Towards Optimal Semantic Communications: Reconsidering the Role of Semantic Feature Channels
Yongjeong Oh, Jihong Park, Jinho Choi, Yo-Seb Jeon
TL;DR
The paper reframes semantic communications as an encoder–SF channel–decoder pipeline and shows that the SF channel is configurable via transmission strategies, not fixed. It provides analytical results for Gaussian sources with linear enc–dec, showing the optimal SF channel prioritizes low-noise transmission for high-variance features and connects to the rate–distortion bound as dimensionality grows. It then develops an end-to-end training framework to jointly optimize non-linear enc–dec and the SF channel for both analog and digital SC, using a mutual information constraint I( z ; ẑ ) ≤ C (analog) or I( b ; b̂ ) ≤ C (digital) and a mean-field decomposition for tractability.
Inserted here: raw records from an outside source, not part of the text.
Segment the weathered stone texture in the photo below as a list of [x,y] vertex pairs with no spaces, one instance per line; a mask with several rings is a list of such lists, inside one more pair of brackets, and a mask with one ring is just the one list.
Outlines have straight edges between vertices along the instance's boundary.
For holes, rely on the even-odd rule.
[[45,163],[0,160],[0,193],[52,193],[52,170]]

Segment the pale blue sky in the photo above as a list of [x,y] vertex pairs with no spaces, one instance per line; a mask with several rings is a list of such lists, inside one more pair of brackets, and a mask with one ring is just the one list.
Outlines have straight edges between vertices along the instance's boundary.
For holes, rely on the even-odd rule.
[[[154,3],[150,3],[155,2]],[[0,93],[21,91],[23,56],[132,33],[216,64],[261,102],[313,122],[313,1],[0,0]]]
Finally, it introduces PHY calibration methods to realize the trained SF channel in practice, including single-user analog and multi-user digital scenarios, demonstrating superior task performance across diverse environments. Collectively, the work delivers theoretical, algorithmic, and practical tooling to realize more efficient, robust semantic communications in real wireless systems.
Abstract
This paper investigates the optimization of transmitting the encoder outputs, termed semantic features (SFs), in semantic communication (SC). We begin by modeling the entire communication process from the encoder output to the decoder input, encompassing the physical channel and all transceiver operations, as the SF channel, thereby establishing an encoder-SF channel-decoder pipeline. In contrast to prior studies that assume a fixed SF channel, we note that the SF channel is configurable, as its characteristics are shaped by various transmission and reception strategies, such as power allocation. Based on this observation, we formulate the SF channel optimization problem under a mutual information constraint between the SFs and their reconstructions, and analytically derive the optimal SF channel under a linear encoder-decoder structure and Gaussian source assumption. Building upon this theoretical foundation, we propose a joint optimization framework for the encoder-decoder and SF channel, applicable to both analog and digital SCs. To realize the optimized SF channel, we also propose a physical-layer calibration strategy that enables real-time power control and adaptation to varying channel conditions. Simulation results demonstrate that the proposed SF channel optimization achieves superior task performance under various communication environments.